I used Dr. Kirk's Scratch Freee for the first time a couple of days ago. Dr. Kirk's is a fairly thick paste wax mixed with EEE buffing compound.  I think this is essentially the same as EEE UltraShine, jut a bit less expensive here probably because its made in USA rather than Oz.

Wood was mesquite, piece was a bud vase, finished in a DIY version of shellawax (carnauba paste wax mixed with a little shellac).  I sanded to 800 grit, applied the Dr. Kirk's with the piece stationary, and then buffed it on the lathe using paper towel.  Then applied the shellac/wax.  

Obviously, this is a limited test, but I can compare it with a cocobolo vase that was done with only sanding and the shellac/wax - the vase with the buffing wax is clearly a bit shinier.  

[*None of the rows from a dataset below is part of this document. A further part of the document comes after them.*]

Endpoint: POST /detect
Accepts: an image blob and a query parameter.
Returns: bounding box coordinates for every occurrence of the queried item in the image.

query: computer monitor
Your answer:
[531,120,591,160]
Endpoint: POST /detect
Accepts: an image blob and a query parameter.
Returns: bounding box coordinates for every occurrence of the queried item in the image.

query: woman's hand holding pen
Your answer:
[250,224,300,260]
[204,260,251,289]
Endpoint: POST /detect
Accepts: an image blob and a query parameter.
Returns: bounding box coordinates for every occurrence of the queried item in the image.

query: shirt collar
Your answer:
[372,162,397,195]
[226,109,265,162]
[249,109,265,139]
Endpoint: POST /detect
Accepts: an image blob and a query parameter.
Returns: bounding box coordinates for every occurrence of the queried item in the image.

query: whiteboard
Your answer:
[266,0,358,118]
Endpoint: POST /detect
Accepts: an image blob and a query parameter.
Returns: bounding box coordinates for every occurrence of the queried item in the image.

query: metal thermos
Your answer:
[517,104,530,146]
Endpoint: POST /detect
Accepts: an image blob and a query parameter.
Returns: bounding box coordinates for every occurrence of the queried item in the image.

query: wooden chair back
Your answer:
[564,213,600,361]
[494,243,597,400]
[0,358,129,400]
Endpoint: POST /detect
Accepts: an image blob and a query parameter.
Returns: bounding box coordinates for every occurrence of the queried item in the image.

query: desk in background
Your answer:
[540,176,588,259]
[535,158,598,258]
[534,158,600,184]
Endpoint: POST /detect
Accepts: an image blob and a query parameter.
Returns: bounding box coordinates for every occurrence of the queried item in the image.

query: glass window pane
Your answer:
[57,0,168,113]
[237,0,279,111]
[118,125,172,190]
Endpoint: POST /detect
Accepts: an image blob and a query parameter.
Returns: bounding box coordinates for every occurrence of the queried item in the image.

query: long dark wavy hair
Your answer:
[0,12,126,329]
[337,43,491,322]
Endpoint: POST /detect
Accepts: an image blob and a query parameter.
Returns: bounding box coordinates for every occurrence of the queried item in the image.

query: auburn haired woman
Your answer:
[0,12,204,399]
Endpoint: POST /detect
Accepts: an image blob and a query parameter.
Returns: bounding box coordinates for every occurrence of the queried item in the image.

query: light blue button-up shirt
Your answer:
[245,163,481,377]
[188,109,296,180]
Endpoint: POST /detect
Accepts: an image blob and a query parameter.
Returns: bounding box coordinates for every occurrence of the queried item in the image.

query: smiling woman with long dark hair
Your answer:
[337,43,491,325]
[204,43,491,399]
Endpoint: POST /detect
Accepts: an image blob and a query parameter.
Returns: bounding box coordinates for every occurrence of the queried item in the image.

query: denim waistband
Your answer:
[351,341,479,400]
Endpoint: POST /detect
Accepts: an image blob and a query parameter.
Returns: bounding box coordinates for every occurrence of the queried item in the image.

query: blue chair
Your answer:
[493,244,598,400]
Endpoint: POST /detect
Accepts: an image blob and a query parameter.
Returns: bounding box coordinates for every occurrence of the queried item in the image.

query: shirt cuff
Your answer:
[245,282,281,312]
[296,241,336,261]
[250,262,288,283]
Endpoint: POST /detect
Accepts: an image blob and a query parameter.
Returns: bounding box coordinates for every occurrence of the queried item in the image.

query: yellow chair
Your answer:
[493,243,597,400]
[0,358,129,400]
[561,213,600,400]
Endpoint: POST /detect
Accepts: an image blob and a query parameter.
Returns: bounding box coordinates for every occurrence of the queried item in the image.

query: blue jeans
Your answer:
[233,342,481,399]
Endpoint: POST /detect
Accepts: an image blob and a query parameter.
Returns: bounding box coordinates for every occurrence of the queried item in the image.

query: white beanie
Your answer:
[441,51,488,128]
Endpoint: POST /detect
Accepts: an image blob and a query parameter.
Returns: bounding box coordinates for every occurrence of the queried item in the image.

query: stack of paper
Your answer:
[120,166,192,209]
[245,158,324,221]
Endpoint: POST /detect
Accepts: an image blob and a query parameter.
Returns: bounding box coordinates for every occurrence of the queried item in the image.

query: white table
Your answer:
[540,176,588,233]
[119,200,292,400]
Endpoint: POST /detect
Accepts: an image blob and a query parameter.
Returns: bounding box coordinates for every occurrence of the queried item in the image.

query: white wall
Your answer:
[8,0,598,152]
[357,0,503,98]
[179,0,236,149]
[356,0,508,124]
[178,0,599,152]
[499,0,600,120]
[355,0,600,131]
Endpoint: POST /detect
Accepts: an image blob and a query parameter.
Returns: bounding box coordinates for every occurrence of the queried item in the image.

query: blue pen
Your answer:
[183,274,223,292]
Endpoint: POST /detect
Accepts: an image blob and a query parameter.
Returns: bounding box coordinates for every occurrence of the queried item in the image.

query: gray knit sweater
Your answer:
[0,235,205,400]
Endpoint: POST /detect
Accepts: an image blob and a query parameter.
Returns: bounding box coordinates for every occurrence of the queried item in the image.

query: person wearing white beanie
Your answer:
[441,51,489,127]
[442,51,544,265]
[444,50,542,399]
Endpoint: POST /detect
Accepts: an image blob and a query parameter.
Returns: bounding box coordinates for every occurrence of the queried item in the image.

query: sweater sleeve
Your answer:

So bottom line - I'm happy with the results that I got.


----------



## mhbeauford (Dec 1, 2012)

I use it some on small items like boxes, especially if I want to finish with Shellawax or carnauba wax. It is tripoli, a very fine abrasive in a wax carrier. It will darken white woods like maple slightly. I usually finish pens with CA and sand without using eee although you can. I have used Shellawax on pens and its a pretty finish but not as durable as CA.


----------



## bobjackson (Dec 1, 2012)

I use it all the time as a scratch remover or a polish on polymer clay.


----------



## Rob73 (Dec 1, 2012)

I use it on small projects.  I like it.  Just don't leave it out in a very hot shop in the summer... I've completely melted mine more than once.


----------



## dankc908 (Dec 1, 2012)

I've been using EEE and then finishing with Shellawax (liquid) on both pens (wood) and wooden bottle stoppers.  I've been quite pleased with the results.


----------



## jrap (Dec 1, 2012)

when i turn a pen i dont sand, then i put a ca finish on, sand with micromesh and the use the eee wax. Crystal clear finish and no scratches. Its a little pricey but a great tool to have in any shop.


----------



## clarky (Dec 9, 2012)

Hi, how do you apply the ca 
Clarky


----------



## jrap (Dec 9, 2012)

clarky said:


> Hi, how do you apply the ca
> Clarky



I do 5 coats of thin ca glue with paper towel. I leave 1 or 2 minutes inbetween coats. Than i sand with micromesh and use eee ultra shine


----------



## raar25 (Dec 11, 2012)

I use EEE ultra shine on EVERYTHING turned on my lathe!  Pens, stoppers, bowls etc, I sand through 600, EEE, apply finish, then depending on the finish I may just buff off of lathe or if the finish  requires sanding such as CA or WTF I sand 400/600 EEE, PP and then buff on the wheel.  But I think EEE is a great product and use it all the time.  Plastics I simply eliminate applying the finish but I use EEE on those as well.


----------



## Phillikl (Dec 12, 2012)

Tried it the first time on some acrylics.  Shocked me on the darker colors, completely removed all the swirls.  Normally finish off with a little plastic polish, but forgot one....  Can't tell the difference in appearance, however the feel is quite interesting.

Merry Christmas!

~Kendall


----------



## rsulli16 (Dec 12, 2012)

+1 on the eee
i am using it on most things too these days, both a a final sanding on the bare wood, and again on the CA then the palsticX
my two cents 
Sulli


----------